I'm Thinking of Ending Things's Premise
Jake invites his girlfriend on a short trip to visit his parents at the farmhouse he grew up in. During the trip, the girlfriend contemplates breaking things off with Jake and it's almost as if he can hear her thoughts. When they arrive, Jake begins to start acting off, choosing to take his girlfriend on a tour of the farm despite the freezing temperatures. His parents' body language is also off-kilter and neither seem to truly understand social cues. And like any good mystery, there's a basement door covered in scratches that's considered off-limits.
Jake and his girlfriend's story is intercut with a lonely high school janitor. He's never given a name and stares at the students' rehearsal of Oklahoma! for far too long. It's not until the end, when the janitor talks with Jake's girlfriend (sometimes named Lucy), that we realize Jake and the janitor's story is one and the same.
Jake's Parents Are Dead
There's a reason Jake's parents aren't acting what most would consider "normal." That's because they're dead and currently figments of Jake's imagination. While "Lucy" and Jake are visiting, his parents rapidly age then de-age before her eyes. Even before the aging happens, Jake's dad is talking about his mother in the past tense. When the pair finally leave the house, it's like that chapter of Jake's life closes with his mother's death.
Jake's Girlfriend Doesn't Exist
Lucy/Louisa/Lucia is a girl Jake once saw at trivia night but never got the nerve up to actually talk to. Instead, he was a "nuisance" and stared at her like a "creeper," as "Lucy" says to the janitor. Her nonexistence also explains why her name frequently changes from Lucy to Louisa to Lucia, why her major never stays the same, why her art is someone else's, the sudden change to Yvonne from the movie the janitor is watching, and finally, why her clothes change without notice. Jake also doesn't remember her actual name, major, or what she was wearing the night he saw her. He simply has an ideal version of her in his mind that changes to fit whatever he needs.
The Janitor Is Jake
This connection is made when a talking cartoon pig (which is a callback to Jake's macabre story about the family pigs) tells the naked janitor, "We need to get you dressed," before cutting to Jake in a tuxedo accepting the Nobel prize. It's also implied when the janitor watches a rom-com and the story of how Jake and his girlfriend met mirrors the movie-within-the-movie's narrative. Later, his girlfriend's caller ID, which has been switching to reflect her "name" all evening, switches to Yvonne, aka the name of the female character from the movie. And for a split-second during their car ride from his parents, "Lucy" is replaced by the actress that plays Yvonne.

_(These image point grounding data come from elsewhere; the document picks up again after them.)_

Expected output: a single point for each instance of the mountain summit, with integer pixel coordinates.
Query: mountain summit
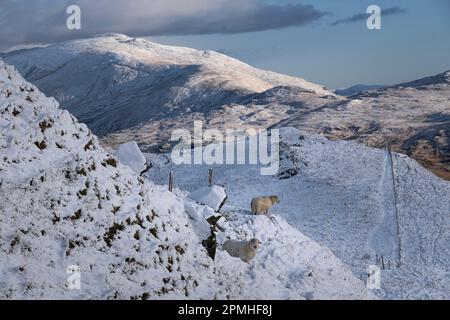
(128, 86)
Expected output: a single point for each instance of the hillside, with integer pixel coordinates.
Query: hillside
(126, 88)
(368, 207)
(64, 201)
(413, 118)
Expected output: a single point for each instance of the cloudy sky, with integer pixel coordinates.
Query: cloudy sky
(325, 41)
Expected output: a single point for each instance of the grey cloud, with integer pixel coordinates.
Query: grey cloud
(43, 21)
(364, 16)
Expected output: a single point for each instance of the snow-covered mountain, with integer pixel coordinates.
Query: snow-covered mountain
(64, 201)
(370, 207)
(126, 87)
(413, 117)
(357, 88)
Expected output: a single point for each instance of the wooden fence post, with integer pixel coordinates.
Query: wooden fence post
(170, 181)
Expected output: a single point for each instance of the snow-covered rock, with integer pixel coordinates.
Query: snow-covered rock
(367, 207)
(129, 154)
(213, 197)
(66, 204)
(125, 88)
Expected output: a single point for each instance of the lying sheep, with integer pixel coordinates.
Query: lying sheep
(261, 205)
(246, 250)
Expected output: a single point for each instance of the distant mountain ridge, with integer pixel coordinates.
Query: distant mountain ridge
(357, 88)
(114, 82)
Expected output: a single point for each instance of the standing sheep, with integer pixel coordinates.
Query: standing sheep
(261, 205)
(246, 250)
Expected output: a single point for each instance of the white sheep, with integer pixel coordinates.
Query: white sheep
(246, 250)
(261, 205)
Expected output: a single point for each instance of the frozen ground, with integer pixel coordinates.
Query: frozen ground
(367, 206)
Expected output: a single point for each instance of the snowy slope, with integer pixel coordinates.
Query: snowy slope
(65, 201)
(360, 202)
(357, 88)
(413, 117)
(130, 88)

"Lucy" eventually finds that the washing machine in the off-limits basement is full of the janitor's uniforms, although, this isn't confirmed until the pair meets. When Jake's girlfriend and the janitor meet face-to-face, "Lucy" recalls what actually happened when Jake set his eyes on her during trivia night. Finally, there are all the ties to Oklahoma!: the musical is one of Jake's favorites, it's the performance that the school the janitor works at is putting on, it's where the song Jake sings at the end comes from, and it's the inspiration for the dream ballet that happens between Jake, his girlfriend, and the janitor. These references are sprinkled throughout and ultimately cement Jake's identity as the janitor.